Texas is hot.
In the concrete cities of the Dallas/Fort Worth Metroplex, there’s no escaping the heat without increasing energy costs. But environmental scientists in Fort Worth are looking to beat the heat and a number of other pollutants plaguing urban environments – one “green roof” at a time.
On April 11, the University of Texas at Arlington installed 1,000 square feet of soil and plants to the roof of the Life Science Building. This summer, the Botanical Research Institute of Texas will continue making plans to install what its director of development, Cleve Lancaster, says will be “one of the largest examples of green roof in North Texas” at BRIT’s future headquarters next to the Fort Worth Botanic Garden.
“TCU is collaborating with us on research to determine plants that will survive in North Texas environments and the system that can be used to best support those plants,” Lancaster said.
Growing plants in soil on roofs for insulation, storm-water runoff storage, and water and air purification is nothing new to Europe. In fact, King Nebuchadnezzar II’s Hanging Gardens of Babylon, one of the Seven Wonders of the Ancient World, though rumored to be a gift for Nebuchadnezzar’s homesick wife, Amyitis, is often credited by scientists as being the first green-roof system on record.
In the U.S., the number of green-roof projects varies from state to state. According to the Greenroof Projects Database, New York has 56 green roofs and Oregon contains 25, while Oklahoma and Mississippi have none. As of the end of April, the database lists Texas as having seven green roofs, but the number is rising.
TCU environmental science professor Tony Burgess said he is guiding graduate-thesis research by Jon Kinder and David Williams that will contribute to BRIT’s green-roof project. Kinder and Williams are leading a team of about eight graduate students in a partnership program designed to test plant life in Fort Worth’s prairie barrens, Burgess said.
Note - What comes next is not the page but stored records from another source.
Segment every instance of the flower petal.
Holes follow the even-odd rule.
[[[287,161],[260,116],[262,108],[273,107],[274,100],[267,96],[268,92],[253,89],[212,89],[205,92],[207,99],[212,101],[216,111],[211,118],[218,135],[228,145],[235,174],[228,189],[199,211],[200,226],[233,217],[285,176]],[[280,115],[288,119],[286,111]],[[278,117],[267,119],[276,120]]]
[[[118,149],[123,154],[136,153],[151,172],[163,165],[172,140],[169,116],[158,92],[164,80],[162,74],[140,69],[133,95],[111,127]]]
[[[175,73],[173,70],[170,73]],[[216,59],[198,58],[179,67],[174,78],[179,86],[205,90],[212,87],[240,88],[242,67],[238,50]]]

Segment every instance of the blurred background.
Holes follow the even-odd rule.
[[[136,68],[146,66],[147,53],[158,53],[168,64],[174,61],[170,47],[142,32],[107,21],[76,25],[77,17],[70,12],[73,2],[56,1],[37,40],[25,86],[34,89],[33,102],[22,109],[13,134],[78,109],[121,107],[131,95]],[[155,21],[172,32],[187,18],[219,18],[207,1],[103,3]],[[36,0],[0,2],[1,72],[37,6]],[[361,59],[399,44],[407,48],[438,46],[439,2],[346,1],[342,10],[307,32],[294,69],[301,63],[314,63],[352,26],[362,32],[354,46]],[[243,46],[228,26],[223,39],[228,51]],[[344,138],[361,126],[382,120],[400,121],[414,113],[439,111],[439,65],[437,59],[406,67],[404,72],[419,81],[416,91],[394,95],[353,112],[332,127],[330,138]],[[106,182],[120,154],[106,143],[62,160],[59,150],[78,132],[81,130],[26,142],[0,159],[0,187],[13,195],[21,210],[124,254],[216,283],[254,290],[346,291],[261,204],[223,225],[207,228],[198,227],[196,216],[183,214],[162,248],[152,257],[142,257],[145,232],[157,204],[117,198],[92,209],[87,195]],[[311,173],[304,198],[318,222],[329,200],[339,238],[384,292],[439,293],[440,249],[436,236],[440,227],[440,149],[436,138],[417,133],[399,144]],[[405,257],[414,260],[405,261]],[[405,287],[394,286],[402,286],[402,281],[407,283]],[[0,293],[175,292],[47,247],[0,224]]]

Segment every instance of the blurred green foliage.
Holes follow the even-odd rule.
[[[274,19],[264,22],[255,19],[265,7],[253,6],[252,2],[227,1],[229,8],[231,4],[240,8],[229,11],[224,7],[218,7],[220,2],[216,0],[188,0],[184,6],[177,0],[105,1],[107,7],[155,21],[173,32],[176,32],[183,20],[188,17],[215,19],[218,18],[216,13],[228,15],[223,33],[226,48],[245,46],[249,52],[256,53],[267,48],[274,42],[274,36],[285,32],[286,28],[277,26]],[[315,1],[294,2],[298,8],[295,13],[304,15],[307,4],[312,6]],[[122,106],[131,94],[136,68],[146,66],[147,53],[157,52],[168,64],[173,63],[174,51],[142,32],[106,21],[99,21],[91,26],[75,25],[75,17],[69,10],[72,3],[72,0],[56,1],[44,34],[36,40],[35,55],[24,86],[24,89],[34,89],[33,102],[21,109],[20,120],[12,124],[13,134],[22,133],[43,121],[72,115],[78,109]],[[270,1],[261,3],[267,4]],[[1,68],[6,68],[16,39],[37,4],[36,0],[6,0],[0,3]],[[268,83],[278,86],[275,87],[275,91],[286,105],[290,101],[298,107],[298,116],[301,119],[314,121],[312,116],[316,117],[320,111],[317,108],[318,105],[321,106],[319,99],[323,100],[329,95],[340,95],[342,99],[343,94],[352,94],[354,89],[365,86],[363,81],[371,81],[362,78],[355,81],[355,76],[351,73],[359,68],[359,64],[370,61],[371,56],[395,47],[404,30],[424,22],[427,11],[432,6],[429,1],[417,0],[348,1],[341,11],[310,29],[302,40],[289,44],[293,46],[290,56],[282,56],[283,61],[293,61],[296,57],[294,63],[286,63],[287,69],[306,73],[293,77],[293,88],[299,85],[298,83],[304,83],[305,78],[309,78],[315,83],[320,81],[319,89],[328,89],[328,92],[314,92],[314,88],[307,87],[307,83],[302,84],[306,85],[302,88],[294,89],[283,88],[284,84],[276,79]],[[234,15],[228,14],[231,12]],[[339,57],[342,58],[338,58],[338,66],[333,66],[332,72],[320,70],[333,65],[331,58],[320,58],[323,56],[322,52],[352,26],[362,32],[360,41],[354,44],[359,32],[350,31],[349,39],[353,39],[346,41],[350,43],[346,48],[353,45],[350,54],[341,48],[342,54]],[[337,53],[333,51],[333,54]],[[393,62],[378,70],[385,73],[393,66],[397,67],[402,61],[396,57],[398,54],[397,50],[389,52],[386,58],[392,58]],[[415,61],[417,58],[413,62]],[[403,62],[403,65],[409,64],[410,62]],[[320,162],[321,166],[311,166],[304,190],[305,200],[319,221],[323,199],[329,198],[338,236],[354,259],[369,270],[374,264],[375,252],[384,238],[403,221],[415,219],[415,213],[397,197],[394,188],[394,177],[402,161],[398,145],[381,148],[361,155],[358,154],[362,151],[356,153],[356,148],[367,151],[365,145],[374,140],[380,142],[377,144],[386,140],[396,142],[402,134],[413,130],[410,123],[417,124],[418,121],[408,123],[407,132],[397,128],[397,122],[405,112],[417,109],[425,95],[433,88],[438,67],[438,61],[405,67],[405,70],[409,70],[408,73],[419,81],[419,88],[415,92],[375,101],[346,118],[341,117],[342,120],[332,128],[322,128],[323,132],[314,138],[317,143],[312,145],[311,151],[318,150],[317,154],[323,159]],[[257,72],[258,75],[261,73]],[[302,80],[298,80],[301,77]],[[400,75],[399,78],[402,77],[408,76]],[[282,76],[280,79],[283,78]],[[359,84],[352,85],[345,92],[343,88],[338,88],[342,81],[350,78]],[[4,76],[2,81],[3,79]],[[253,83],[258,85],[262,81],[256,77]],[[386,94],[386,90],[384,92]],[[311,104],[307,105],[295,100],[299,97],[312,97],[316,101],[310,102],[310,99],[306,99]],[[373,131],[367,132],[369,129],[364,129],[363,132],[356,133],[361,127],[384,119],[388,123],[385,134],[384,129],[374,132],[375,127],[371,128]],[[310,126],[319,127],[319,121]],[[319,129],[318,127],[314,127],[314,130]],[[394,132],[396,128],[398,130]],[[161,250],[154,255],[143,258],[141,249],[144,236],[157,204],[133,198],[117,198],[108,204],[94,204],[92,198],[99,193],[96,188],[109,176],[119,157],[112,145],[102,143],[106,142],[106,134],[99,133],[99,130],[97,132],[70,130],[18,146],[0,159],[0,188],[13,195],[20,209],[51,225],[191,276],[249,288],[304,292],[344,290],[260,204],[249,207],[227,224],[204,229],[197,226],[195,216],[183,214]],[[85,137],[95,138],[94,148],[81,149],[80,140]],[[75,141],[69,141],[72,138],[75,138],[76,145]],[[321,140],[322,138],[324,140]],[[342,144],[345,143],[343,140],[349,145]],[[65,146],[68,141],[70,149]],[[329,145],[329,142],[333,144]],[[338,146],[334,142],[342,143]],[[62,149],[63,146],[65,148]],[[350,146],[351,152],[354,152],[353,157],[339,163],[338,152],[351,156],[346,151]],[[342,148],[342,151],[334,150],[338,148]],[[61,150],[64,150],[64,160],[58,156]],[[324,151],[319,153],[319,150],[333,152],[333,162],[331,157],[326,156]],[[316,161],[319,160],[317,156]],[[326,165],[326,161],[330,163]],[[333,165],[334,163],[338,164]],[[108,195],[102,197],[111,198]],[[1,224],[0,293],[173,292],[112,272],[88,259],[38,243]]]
Because most green-roof research has been done in Germany and the northern United States, it is less applicable in Texas because of climate differences, Williams said.
“We went out into the field and looked at some really shallow plain communities that already exist, because on a green roof, generally, you don’t get to put more than 2 feet of soil,” Williams said. “Generally what you get is 4 inches, so it’s very shallow.”
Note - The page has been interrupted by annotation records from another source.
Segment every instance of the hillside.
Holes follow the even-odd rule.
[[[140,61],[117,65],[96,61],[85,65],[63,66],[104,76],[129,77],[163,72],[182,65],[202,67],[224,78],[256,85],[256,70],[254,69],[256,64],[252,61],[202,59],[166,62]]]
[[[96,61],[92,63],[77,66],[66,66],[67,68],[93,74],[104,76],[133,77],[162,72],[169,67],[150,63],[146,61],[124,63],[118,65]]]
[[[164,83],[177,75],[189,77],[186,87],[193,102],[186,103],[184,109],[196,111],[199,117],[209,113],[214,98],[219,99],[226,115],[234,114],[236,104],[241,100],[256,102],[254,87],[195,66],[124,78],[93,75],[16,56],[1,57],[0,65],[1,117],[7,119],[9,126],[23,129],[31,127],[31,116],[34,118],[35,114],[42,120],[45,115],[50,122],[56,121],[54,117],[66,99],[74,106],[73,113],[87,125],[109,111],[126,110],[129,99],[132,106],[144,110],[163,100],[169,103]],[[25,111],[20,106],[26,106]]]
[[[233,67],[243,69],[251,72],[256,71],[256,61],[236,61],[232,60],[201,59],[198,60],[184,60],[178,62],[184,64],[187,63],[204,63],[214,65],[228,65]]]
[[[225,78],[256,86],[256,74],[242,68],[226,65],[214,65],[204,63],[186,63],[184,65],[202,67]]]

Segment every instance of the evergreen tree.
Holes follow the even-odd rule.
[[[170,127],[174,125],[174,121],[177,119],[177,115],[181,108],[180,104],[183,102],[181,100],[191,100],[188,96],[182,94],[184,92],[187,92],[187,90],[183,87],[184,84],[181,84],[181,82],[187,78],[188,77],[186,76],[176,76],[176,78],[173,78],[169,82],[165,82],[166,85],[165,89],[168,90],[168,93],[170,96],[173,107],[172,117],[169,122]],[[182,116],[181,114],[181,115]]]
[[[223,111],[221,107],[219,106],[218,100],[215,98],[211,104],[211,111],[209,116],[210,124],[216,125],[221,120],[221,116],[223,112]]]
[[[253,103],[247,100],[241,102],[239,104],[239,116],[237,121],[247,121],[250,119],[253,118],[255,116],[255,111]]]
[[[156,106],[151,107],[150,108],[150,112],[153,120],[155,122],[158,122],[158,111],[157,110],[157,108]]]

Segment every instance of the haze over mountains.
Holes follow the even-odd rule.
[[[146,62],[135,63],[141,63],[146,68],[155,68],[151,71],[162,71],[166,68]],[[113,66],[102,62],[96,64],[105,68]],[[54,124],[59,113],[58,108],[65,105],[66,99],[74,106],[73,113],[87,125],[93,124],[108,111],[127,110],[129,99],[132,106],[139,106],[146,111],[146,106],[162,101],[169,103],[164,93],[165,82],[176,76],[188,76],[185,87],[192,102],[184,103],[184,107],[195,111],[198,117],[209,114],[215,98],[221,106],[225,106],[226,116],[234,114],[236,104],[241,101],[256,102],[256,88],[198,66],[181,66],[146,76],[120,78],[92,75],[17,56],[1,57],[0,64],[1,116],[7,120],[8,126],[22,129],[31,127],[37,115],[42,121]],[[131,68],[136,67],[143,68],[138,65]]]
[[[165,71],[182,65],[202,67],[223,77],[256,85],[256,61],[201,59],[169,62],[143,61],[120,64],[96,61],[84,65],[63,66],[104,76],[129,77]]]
The team is testing five different types of green roofs, Kinder said. The testing platforms are 15 wooden-box roof modules, each 16 square feet, filled with current commercial products, transplanted native soil and experimental mulch designs, Kinder said.
To effectively insulate buildings in Texas, scientists are looking for a soil that stays moist for long periods, Williams said.
“Part of the reason green roofs keep the temperature down is from just the total amount of water being actually able to be in the soil,” Kinder said. “What happens is when the sun hits the roof, it hits the soil and it evaporates out of the soil. And when the plants are constantly pulling up the water through the roots system, it actually has a cooling effect.”
In Texas, Kinder said research has shown a building with a black-tar roof to be 20 to 40 degrees hotter than a building with a green roof. Kinder said green roofs typically reduce 90 to 100 percent of storm-water runoff from shallow rains and up to half of runoff from heavy rains or more than 3 inches.